Frauen scheitern mit Klage gegen Wal Mart

ARBEITSRECHT Schlechter bezahlt, seltener befördert – 1,6 Millionen Frauen wollten den größten Einzelhandelskonzern der Welt wegen Diskriminierung zur Rechenschaft ziehen. Doch das oberste US-Gericht stoppt sie. Zahlreiche Unternehmen zeigen sich erleichtert

Spitzenmanager von Wal Mart nennen Gewerkschafter „Blutsauger“

VON DOROTHEA HAHN

WASHINGTON taz | Der größte Einzelhandelskonzern der Welt hat einen juristischen Sieg gegen seine weiblichen Beschäftigten errungen: Das oberste Gericht der USA hat am Montag in Washington eine Gruppenklage von sechs Kassiererinnen wegen Geschlechterdiskriminierung am Arbeitsplatz – niedrigerer Lohn und schlechtere Beförderung – gegen Wal Mart abgelehnt.

Die 1,6 Millionen Frauen, die für Wal Mart arbeiten, hätten zu wenig gemeinsam, um eine Gruppe im Sinne einer sogenannten Class Action zu bilden, begründete das Gericht.
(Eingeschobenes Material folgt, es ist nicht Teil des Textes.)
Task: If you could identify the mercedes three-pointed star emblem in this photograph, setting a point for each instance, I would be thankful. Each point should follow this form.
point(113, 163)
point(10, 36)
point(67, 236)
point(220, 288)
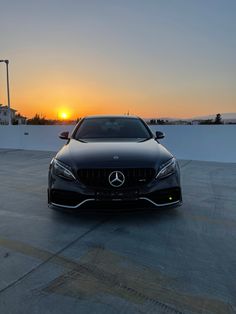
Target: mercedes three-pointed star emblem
point(116, 179)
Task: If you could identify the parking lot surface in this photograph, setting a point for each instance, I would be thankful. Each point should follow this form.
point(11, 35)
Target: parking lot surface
point(179, 260)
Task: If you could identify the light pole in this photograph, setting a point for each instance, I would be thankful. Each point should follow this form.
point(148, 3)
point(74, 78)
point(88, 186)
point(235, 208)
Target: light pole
point(8, 91)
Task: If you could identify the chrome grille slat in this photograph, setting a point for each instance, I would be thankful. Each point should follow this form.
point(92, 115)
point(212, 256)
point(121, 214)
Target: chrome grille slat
point(98, 177)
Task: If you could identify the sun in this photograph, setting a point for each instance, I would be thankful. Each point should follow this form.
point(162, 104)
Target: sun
point(63, 115)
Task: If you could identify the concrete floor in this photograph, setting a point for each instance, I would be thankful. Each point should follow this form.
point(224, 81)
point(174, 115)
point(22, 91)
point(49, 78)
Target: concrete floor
point(172, 261)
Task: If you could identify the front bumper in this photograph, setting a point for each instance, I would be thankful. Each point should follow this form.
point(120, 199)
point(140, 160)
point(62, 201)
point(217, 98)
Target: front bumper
point(73, 195)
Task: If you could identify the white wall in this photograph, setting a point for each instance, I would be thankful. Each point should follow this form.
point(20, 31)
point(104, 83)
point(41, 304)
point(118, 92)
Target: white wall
point(196, 142)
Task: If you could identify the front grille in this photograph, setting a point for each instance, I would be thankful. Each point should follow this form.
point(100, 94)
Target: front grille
point(99, 177)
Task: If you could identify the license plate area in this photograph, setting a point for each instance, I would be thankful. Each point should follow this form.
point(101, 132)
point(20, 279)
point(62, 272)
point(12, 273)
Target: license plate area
point(116, 195)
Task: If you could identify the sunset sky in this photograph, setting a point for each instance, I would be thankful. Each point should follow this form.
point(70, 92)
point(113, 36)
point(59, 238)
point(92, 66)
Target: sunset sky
point(155, 58)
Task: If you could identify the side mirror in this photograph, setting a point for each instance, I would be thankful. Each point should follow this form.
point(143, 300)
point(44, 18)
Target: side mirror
point(159, 135)
point(64, 135)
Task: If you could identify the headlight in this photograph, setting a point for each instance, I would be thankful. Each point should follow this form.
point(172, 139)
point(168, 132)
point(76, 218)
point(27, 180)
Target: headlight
point(62, 170)
point(167, 169)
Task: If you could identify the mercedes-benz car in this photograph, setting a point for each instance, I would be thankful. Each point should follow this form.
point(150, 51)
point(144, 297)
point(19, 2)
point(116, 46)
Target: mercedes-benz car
point(113, 162)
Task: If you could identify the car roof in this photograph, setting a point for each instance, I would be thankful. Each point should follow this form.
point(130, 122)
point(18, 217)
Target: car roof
point(111, 116)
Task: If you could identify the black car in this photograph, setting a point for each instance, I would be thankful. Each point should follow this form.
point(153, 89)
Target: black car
point(113, 162)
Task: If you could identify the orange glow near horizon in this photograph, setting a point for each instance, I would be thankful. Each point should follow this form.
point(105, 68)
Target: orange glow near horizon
point(63, 115)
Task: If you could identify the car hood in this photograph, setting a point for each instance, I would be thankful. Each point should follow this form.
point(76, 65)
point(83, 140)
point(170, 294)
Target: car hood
point(146, 154)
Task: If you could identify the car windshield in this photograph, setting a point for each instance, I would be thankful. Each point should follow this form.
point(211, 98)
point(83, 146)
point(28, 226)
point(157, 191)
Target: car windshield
point(111, 128)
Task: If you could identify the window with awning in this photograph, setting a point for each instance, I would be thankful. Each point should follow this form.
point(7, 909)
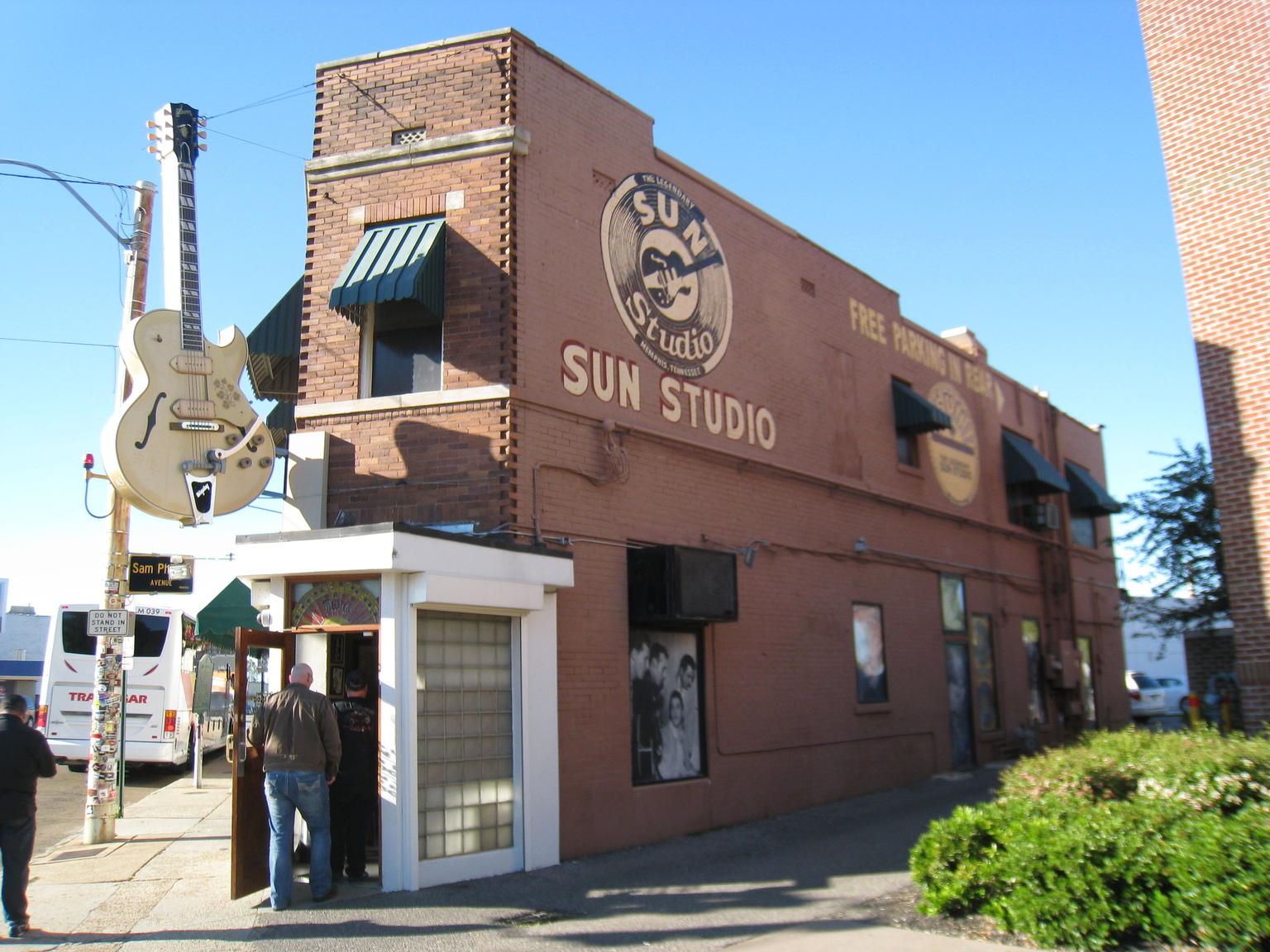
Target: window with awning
point(394, 286)
point(1087, 495)
point(399, 262)
point(1028, 469)
point(914, 416)
point(914, 412)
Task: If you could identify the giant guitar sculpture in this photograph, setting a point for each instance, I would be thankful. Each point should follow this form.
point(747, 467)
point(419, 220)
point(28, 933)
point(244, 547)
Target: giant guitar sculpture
point(186, 443)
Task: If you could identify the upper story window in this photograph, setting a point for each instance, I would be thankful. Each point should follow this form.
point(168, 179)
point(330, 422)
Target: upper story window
point(1086, 503)
point(914, 416)
point(1030, 478)
point(394, 287)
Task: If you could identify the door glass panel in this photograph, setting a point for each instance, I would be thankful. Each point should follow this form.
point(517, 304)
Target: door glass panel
point(265, 677)
point(466, 738)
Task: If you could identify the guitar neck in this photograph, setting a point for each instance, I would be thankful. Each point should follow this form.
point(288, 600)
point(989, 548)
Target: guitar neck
point(191, 310)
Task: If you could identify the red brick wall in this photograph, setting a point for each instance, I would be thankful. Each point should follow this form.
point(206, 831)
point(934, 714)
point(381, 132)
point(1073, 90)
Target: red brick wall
point(1210, 73)
point(417, 464)
point(814, 341)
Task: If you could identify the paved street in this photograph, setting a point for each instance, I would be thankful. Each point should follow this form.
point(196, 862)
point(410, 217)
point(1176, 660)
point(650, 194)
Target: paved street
point(61, 798)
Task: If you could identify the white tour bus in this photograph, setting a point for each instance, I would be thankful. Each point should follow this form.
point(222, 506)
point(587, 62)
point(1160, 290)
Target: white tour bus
point(170, 682)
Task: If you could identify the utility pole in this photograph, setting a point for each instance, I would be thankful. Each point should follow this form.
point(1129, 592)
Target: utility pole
point(107, 731)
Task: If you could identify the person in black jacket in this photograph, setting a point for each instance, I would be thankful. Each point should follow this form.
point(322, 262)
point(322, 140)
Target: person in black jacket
point(24, 757)
point(353, 795)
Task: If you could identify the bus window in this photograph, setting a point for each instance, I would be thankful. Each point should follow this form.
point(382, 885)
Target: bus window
point(75, 640)
point(150, 631)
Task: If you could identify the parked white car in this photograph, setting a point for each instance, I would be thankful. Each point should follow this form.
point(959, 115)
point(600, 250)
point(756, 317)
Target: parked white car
point(1146, 696)
point(1175, 693)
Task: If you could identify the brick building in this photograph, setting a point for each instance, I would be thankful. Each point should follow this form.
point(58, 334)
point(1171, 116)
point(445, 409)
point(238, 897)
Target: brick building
point(653, 516)
point(1210, 66)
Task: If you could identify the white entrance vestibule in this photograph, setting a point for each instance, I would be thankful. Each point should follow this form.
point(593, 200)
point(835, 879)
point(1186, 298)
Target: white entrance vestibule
point(469, 750)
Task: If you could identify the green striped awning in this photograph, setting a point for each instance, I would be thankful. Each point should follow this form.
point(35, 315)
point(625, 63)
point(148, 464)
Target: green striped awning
point(1087, 494)
point(1026, 466)
point(914, 412)
point(395, 263)
point(274, 350)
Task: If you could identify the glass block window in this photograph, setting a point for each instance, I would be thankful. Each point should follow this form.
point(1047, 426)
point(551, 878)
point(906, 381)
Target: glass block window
point(466, 735)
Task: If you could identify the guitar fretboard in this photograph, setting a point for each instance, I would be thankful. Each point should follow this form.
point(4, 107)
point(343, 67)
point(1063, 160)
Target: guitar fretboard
point(191, 309)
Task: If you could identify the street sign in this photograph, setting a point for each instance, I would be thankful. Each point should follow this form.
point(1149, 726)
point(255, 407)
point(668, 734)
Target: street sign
point(151, 574)
point(107, 622)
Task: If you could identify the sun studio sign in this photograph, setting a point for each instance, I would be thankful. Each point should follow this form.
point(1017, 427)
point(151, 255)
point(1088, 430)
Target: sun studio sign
point(671, 286)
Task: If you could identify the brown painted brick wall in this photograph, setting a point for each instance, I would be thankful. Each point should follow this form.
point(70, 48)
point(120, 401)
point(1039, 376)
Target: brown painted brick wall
point(1210, 74)
point(815, 341)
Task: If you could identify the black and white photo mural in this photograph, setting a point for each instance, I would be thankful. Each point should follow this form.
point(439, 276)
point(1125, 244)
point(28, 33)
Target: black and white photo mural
point(666, 706)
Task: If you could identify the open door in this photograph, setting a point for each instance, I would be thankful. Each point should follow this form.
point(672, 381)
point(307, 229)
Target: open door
point(262, 663)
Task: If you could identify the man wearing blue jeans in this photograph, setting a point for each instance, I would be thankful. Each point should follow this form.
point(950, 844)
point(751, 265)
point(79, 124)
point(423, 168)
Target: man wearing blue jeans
point(24, 757)
point(298, 735)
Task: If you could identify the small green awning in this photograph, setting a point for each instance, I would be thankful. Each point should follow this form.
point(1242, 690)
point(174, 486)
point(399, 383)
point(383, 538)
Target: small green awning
point(1087, 494)
point(1025, 466)
point(274, 350)
point(395, 263)
point(281, 421)
point(230, 610)
point(914, 412)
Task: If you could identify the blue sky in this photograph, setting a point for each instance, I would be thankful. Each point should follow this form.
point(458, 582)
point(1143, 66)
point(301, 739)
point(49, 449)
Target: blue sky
point(995, 161)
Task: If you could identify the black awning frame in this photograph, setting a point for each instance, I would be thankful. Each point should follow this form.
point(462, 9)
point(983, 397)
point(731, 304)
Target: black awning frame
point(916, 414)
point(1025, 466)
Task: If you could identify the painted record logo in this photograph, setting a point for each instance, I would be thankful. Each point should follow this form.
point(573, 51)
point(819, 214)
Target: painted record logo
point(667, 274)
point(955, 454)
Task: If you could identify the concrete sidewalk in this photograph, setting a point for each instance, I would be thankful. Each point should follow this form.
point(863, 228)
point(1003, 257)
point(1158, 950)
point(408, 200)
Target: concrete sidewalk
point(791, 883)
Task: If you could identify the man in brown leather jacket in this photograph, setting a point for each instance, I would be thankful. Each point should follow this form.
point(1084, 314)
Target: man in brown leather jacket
point(298, 733)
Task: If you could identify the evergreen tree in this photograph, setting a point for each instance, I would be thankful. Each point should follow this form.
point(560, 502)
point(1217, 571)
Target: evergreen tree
point(1179, 533)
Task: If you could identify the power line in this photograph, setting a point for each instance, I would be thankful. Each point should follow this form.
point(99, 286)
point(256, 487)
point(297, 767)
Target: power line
point(258, 145)
point(267, 101)
point(63, 343)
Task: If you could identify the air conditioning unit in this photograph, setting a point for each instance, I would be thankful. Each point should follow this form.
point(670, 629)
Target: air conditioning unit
point(1040, 516)
point(675, 584)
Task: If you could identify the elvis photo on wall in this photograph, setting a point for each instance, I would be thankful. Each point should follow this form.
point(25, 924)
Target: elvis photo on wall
point(666, 706)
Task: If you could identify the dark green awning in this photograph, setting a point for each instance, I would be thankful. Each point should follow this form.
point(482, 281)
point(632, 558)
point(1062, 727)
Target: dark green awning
point(914, 412)
point(1025, 466)
point(281, 421)
point(394, 263)
point(230, 610)
point(274, 350)
point(1087, 494)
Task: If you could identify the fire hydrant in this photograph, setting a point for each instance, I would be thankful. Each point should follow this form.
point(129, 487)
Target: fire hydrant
point(1193, 708)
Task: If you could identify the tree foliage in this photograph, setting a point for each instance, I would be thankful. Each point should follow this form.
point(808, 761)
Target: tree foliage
point(1177, 533)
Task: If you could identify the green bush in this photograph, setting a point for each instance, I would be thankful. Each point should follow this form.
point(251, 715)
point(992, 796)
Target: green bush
point(1124, 836)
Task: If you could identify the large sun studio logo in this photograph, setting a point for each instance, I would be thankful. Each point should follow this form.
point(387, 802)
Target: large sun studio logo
point(667, 274)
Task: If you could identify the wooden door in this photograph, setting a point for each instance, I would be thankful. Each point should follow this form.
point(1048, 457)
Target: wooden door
point(262, 662)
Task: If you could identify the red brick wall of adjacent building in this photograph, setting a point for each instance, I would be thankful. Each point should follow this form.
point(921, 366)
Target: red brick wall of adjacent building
point(821, 518)
point(1210, 66)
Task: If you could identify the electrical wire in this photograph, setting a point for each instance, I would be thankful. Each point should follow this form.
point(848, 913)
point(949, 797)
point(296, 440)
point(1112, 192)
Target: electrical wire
point(267, 101)
point(258, 145)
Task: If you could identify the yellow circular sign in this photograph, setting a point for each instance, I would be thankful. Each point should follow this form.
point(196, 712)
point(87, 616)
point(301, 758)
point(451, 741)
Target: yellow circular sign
point(955, 454)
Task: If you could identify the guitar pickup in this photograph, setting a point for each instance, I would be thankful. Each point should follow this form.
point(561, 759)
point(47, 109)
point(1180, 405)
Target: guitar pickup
point(194, 409)
point(199, 426)
point(192, 364)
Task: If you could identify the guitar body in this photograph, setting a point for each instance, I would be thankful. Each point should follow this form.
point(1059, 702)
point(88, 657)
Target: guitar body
point(186, 407)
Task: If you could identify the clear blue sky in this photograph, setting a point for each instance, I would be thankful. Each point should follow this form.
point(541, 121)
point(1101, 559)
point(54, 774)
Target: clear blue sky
point(995, 161)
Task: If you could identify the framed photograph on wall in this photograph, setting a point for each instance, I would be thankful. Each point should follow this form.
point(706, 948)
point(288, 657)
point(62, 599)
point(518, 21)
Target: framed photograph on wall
point(667, 727)
point(983, 668)
point(870, 655)
point(952, 602)
point(1035, 672)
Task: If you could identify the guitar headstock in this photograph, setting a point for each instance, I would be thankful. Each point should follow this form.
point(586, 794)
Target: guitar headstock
point(177, 130)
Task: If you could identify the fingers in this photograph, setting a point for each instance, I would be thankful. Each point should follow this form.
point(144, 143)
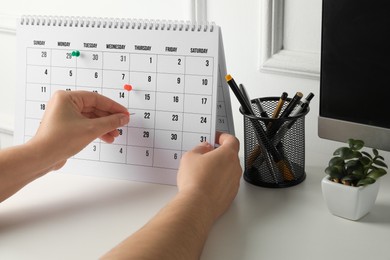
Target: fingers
point(90, 101)
point(106, 126)
point(202, 148)
point(228, 141)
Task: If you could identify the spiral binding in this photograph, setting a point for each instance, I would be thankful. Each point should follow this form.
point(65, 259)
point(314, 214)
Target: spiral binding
point(124, 23)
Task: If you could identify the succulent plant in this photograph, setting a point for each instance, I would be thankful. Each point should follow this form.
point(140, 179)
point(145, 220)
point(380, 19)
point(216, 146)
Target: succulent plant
point(353, 167)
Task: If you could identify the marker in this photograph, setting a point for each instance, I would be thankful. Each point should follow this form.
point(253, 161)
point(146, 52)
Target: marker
point(257, 151)
point(280, 104)
point(292, 104)
point(304, 104)
point(128, 87)
point(246, 96)
point(246, 107)
point(261, 135)
point(286, 112)
point(75, 53)
point(283, 130)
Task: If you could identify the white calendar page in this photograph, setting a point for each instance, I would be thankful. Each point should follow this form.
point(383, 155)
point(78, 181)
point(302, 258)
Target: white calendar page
point(177, 95)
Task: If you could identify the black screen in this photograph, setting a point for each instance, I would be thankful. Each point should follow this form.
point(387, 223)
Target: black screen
point(355, 65)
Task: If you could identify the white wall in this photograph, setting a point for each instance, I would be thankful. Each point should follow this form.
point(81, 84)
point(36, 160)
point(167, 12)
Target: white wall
point(241, 23)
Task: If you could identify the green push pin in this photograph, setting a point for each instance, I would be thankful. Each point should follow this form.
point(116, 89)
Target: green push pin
point(75, 53)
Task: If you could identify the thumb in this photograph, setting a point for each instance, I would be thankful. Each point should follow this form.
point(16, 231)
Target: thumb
point(202, 148)
point(106, 124)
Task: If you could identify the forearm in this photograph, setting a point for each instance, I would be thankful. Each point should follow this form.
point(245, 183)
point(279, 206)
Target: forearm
point(20, 165)
point(178, 231)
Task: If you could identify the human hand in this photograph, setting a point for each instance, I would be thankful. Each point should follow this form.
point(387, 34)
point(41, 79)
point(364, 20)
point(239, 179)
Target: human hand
point(74, 119)
point(212, 173)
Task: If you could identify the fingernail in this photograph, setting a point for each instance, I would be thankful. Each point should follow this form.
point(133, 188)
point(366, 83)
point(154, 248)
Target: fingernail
point(124, 119)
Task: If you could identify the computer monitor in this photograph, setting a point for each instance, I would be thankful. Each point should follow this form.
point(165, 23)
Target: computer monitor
point(355, 72)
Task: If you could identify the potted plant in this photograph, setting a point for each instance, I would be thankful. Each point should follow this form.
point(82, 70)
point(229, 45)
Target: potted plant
point(352, 182)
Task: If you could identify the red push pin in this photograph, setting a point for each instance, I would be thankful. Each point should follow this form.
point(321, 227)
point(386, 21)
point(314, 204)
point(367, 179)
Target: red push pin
point(128, 87)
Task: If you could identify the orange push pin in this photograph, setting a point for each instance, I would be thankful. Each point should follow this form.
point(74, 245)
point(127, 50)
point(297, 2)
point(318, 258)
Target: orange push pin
point(128, 87)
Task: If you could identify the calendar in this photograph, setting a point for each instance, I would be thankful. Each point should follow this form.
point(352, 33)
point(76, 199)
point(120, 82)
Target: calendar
point(168, 74)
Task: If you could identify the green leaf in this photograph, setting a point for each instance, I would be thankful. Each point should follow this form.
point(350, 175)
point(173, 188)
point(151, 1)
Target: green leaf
point(345, 153)
point(367, 154)
point(336, 161)
point(375, 174)
point(334, 172)
point(355, 144)
point(380, 163)
point(365, 161)
point(358, 173)
point(365, 181)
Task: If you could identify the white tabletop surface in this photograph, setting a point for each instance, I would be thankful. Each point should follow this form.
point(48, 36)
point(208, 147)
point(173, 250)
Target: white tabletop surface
point(64, 216)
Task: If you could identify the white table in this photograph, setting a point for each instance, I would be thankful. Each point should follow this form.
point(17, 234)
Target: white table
point(79, 217)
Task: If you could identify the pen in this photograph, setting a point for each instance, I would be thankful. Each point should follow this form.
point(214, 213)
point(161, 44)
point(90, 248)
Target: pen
point(304, 104)
point(292, 104)
point(280, 104)
point(261, 135)
point(282, 131)
point(256, 152)
point(246, 107)
point(246, 97)
point(263, 113)
point(286, 112)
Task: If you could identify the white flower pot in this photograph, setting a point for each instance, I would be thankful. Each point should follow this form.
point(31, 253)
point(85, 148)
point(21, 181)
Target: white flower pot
point(349, 202)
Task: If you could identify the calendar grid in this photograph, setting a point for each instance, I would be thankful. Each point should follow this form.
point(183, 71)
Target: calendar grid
point(167, 79)
point(70, 76)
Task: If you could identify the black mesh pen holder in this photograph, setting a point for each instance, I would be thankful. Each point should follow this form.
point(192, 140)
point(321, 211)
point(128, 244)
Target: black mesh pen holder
point(274, 148)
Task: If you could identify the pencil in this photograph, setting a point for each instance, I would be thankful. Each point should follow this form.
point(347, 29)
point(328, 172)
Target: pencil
point(257, 151)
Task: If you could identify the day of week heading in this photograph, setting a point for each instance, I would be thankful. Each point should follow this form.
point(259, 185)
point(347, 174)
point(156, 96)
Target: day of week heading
point(63, 44)
point(198, 50)
point(39, 42)
point(90, 45)
point(171, 49)
point(142, 48)
point(116, 46)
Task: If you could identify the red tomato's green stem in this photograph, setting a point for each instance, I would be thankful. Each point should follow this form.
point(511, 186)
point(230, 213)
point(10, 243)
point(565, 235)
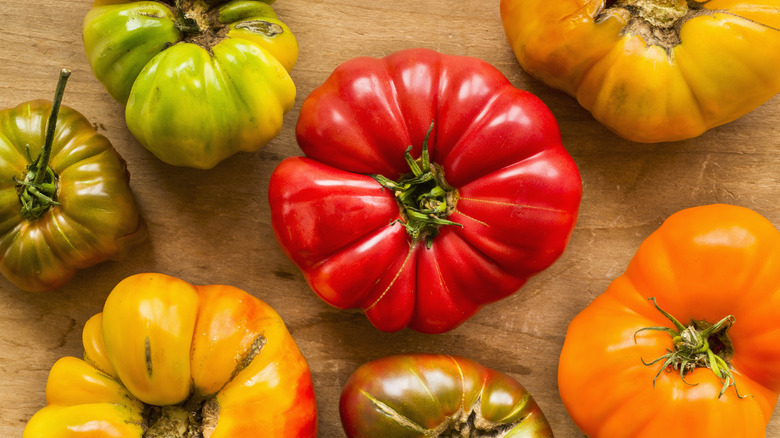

Die Kassiererinnen reagieren enttäuscht, wollen aber nicht aufgeben. Ihre AnwältInnen kündigen bereits „zehntausende individuelle Klagen“ anstelle der Gruppenklage an.

Die Spitze von Wal Mart hingegen wertet den Gerichtsentscheid als Anerkennung der angeblich „starken Antidiskriminierungspolitik“ des Unternehmens. Auch zahlreiche andere Großunternehmen in den USA, denen Gruppenklagen drohen – darunter Tabakindustrie, Elektronik und Bankensektor – reagieren erleichtert auf den Entscheid.

In dem Verfahren „Dukes gegen Wal Mart“ hatte es fast zehn Jahre lang nach einer Neuauflage von David gegen Goliath ausgesehen – dieses Mal mit einer Frau in der Hauptrolle.

Im Jahre 2001 hatte die damals 54-jährige Wal-Mart-Kassiererin Betty Dukes die Klage ins Rollen gebracht. Sie hatte nach sechsjähriger Tätigkeit für Wal Mart zwei Dinge festgestellt: erstens, dass sie schlechter als ihre männlichen Kollegen verdiente. Und zweitens, dass Beförderungen an ihr vorbeigingen. Gespräche im Kolleginnenkreis ergaben, dass es anderen Frauen bei der Supermarktkette genauso erging wie Dukes.

Mehrere Kolleginnen entschlossen sich daraufhin, zusammen mit Dukes gegen Wal Mart vorzugehen. Die Idee einer Sammelklage entstand. Wäre sie durchgekommen, hätte Wal Mart Milliarden Dollar schwere Zahlungen für Lohnerhöhungen, Entschädigungen für Lohnausfälle und Zinsen leisten müssen. Denn die Gruppenklage betraf alle 1,6 Millionen weiblichen Beschäftigten des Konzerns in den USA.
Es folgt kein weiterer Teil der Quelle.